5 Self-Care Habits for Better Mental Health
You might have noticed that “self-care” and mental health strategies are getting popular. Sometimes people talk about mindfulness and Wellness. They have different roots and practices, but both of them have the same goal: better mind-body balance. In addition to increasing your well-being, they’ll also make you feel more in control of your life.
“Without health, life is not life. It is only a state of languor and suffering.”-Francois Rabelais-
Whether you’ve already gotten into one of these practices or not, it’s worth remembering a few simple things. Good mental health has a lot to do with habits and strategies everyone should develop. It will take a lot of willpower and a bit of creativity and consistency.
That’s where you start to see mental health self-care as a very personal activity you can use to air out, sanitize, and oxygenate your mental environment. Also remember that we’re all part of a physical and social environment. Your settings affect your balance too.
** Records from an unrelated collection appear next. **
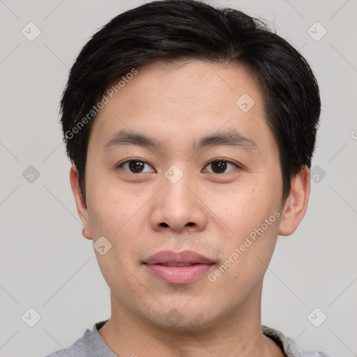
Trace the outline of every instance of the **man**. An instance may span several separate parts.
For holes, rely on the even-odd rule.
[[[50,356],[327,356],[261,325],[310,195],[320,99],[296,50],[235,10],[148,3],[84,46],[61,114],[112,314]]]

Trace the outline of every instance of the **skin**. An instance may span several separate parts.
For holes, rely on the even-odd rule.
[[[255,105],[243,112],[236,102],[248,93]],[[204,123],[204,125],[203,125]],[[255,150],[218,146],[192,151],[194,140],[234,128]],[[127,129],[160,140],[160,149],[103,146]],[[208,162],[225,158],[223,173]],[[147,162],[133,173],[125,159]],[[165,176],[176,165],[176,183]],[[263,278],[279,234],[291,234],[310,195],[305,167],[291,181],[285,205],[278,149],[264,120],[261,94],[244,68],[202,61],[156,62],[138,73],[98,113],[89,139],[86,202],[75,166],[70,183],[83,234],[112,246],[96,255],[111,289],[112,315],[99,330],[119,356],[284,356],[262,334]],[[217,280],[208,274],[174,285],[142,263],[160,250],[193,250],[219,267],[273,212],[281,215]],[[166,225],[160,225],[165,222]],[[190,224],[188,224],[190,223]],[[180,314],[173,325],[165,316]]]

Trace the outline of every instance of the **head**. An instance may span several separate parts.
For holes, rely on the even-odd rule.
[[[96,255],[119,305],[160,325],[179,311],[187,327],[256,303],[310,193],[320,100],[298,52],[240,11],[153,1],[92,37],[61,104],[84,235],[112,245]],[[150,255],[186,250],[213,263],[207,278],[147,271]]]

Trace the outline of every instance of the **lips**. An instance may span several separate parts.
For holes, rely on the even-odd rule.
[[[145,264],[148,265],[162,264],[169,266],[188,266],[195,264],[213,264],[214,261],[198,253],[190,250],[175,252],[170,250],[158,252],[151,255]]]
[[[193,282],[209,271],[215,262],[195,252],[159,252],[143,263],[148,271],[165,282],[183,284]]]

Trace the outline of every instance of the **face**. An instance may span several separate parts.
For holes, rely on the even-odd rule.
[[[95,252],[112,309],[199,328],[257,306],[284,212],[278,149],[249,73],[155,63],[93,124],[86,205],[71,180],[84,236],[112,245]]]

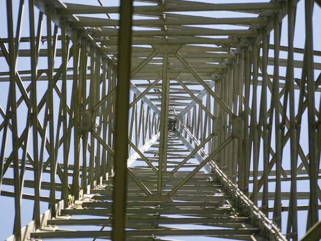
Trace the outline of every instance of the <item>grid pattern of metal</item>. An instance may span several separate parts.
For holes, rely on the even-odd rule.
[[[7,0],[8,240],[321,236],[321,2],[207,2]]]

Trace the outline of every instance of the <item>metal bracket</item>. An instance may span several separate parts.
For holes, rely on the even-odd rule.
[[[156,53],[176,53],[182,47],[181,45],[153,45],[153,48]]]
[[[168,195],[152,194],[146,197],[145,201],[173,202],[173,199]]]
[[[233,120],[233,134],[238,138],[243,137],[243,118],[242,116],[235,116]]]
[[[99,117],[96,116],[94,119],[91,112],[89,110],[85,110],[82,117],[81,128],[83,131],[97,131],[99,126]]]
[[[85,110],[83,114],[81,129],[86,132],[92,130],[92,114],[89,110]]]
[[[214,117],[213,119],[213,134],[218,135],[220,134],[220,119]]]

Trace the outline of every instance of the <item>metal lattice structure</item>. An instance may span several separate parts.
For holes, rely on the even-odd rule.
[[[8,240],[318,240],[321,2],[207,2],[7,1]]]

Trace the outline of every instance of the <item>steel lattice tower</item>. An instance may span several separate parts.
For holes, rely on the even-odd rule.
[[[7,240],[321,237],[321,1],[245,1],[7,0]]]

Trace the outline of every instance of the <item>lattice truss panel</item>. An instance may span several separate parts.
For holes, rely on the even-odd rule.
[[[2,238],[316,238],[320,0],[207,2],[3,5]]]

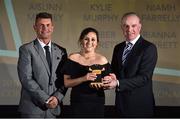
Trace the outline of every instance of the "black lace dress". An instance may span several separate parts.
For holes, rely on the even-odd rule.
[[[109,63],[104,65],[94,64],[85,66],[70,59],[68,59],[63,66],[62,72],[63,74],[70,75],[71,79],[75,80],[76,78],[85,76],[88,72],[91,72],[94,67],[97,67],[99,70],[102,69],[101,78],[111,72]],[[70,103],[73,117],[104,116],[104,90],[91,88],[89,86],[90,83],[91,81],[87,81],[72,87]]]

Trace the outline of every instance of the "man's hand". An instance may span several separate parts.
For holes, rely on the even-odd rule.
[[[104,85],[103,83],[99,83],[99,82],[92,82],[92,83],[90,83],[90,87],[91,88],[95,88],[97,90],[102,89],[103,85]]]
[[[46,105],[48,108],[50,109],[54,109],[56,108],[56,106],[58,105],[58,99],[55,96],[51,96],[47,101],[46,101]]]

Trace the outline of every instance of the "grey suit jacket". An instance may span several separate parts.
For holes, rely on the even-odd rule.
[[[47,109],[45,102],[52,95],[61,102],[67,91],[60,73],[66,59],[66,49],[52,43],[50,72],[44,51],[37,39],[19,48],[17,69],[22,84],[19,104],[21,113],[44,115],[45,111],[49,111],[55,116],[60,114],[60,105],[55,109]]]

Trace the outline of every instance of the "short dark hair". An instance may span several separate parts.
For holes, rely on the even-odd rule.
[[[139,18],[139,22],[141,23],[141,19],[140,19],[139,15],[138,15],[136,12],[127,12],[127,13],[125,13],[125,14],[122,16],[121,21],[123,21],[123,19],[126,18],[127,16],[131,16],[131,15],[137,16],[137,17]]]
[[[37,20],[38,19],[41,19],[41,18],[49,18],[49,19],[51,19],[51,21],[52,21],[52,14],[50,14],[50,13],[47,13],[47,12],[40,12],[40,13],[38,13],[37,15],[36,15],[36,20],[35,20],[35,23],[37,22]]]
[[[92,27],[87,27],[85,28],[82,32],[81,35],[79,37],[78,43],[81,44],[82,40],[84,39],[84,37],[89,33],[89,32],[94,32],[96,34],[97,37],[97,42],[99,42],[99,33],[95,28]]]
What you especially need for self-care is a holistic approach. That means prioritizing, focusing, and filtering all the stimuli coming at you to live in greater harmony. Now let’s look at some strategies…
1. Self-care habits: learn to recognize the spark before it becomes a flame
A large part of your emotional experiences start off with “sparks,” small bursts of negative feeling in your brain. These small shocks usually come from imbalances in your environment.
For example, you notice something you don’t like, but don’t say anything. Or say there’s a proposal you don’t agree with, but you do it anyway. Maybe there’s a situation you need to resolve, but you put it off…
When these little sparks build up one after another, they end up turning into a flame. Your mind will be out of resources and you’ll end up “burnt,” worn out in every sense. One strategy you should put some time and effort into is recognizing those triggers. Learn to recognize the stimuli that make you uncomfortable. These you’ll need to process as soon as possible.
Don’t leave for tomorrow the problem that’s bothering you today.
2. Self-care habits: clear priorities, better decisions
Every good athlete knows their body. They know their limits and train every day to stay fit and improve their skills. The work doesn’t just come from nowhere, though. It actually comes from a well-thought out plan with clear priorities and daily goals.
When it comes to self-care for your mental health, it’s also good to have a plan and daily priorities. You should never leave the house without getting dressed with a purpose, putting on your goals along with your shoes, and adding a dash of motivation to your breakfast…
This is how you start to make your way down the complex paths in life better equipped to decide what’s good for you and what’s bad for you. Better equipped to decide what you should set aside so that you can put your well-being first.
3. Self-care habits: relationships based on give and take
Another foundation of good mental health is to pay attention to balance in your relationships. Any imbalanced relationships will have a huge emotional cost. They involve investing time, effort, energy, and affection into people who don’t give you that same energy back, because they only take.
Obviously not all of your relationships will be perfectly symmetrical when it comes to give and take. One great example of this is the relationship between parents and their children. But you still need your most important relationships (significant other, family, friends) to have balance. Sometimes that just means making them more symmetrical.
4. Self-care habits: learning to put up with hardship
People who resist hardship, failure, loss, and mistakes will just get stuck in discouragement, angry, and unhappy. Self-care, on the other hand, is learning to grow and expand as a person.
You can only do that when you learn to overcome your obstacles and put up with hardship. Life will always be complicated and tricky (to put it nicely), so what you have to do is learn to manage it.
That means you have to accept both the black and the white. But if you want to do that you have to start by accepting that you’re hurt. Denying it, looking away, or getting angry about it every day aren’t healthy options.
5. Self-care habits: a balanced mind means a centered mind
Clifford Saron is a neuroscientist who works with the Center for Mind and Brain at the University of California-Davis. His most interesting research focuses on how training our attention influences our emotions. He says that a centered, balanced mind will always lead to well-being and a healthy brain.
Another thing he says is that most of us have no idea how plastic our neurological circuits are. That’s why if you learn to focus on the present instead of the past or the nonexistent future every day, you’ll see more possibilities in everything. You’ll also feel more optimistic and less anxious.
If you want to learn how to train your attention, meditation can be a big help. But there’s one other thing you can’t forget: a more centered mind also needs a more relaxed body. So you still have to make sure you’re taking care of basic things like sleeping well at night, taking 15-20 minute naps, walking, stretching to release muscle tension, and eating a balanced diet.
To wrap up, just remember that self-care habits have incredible power to improve your mental health. Why don’t you try out the ones that fit what you need? Start to invest in yourself today.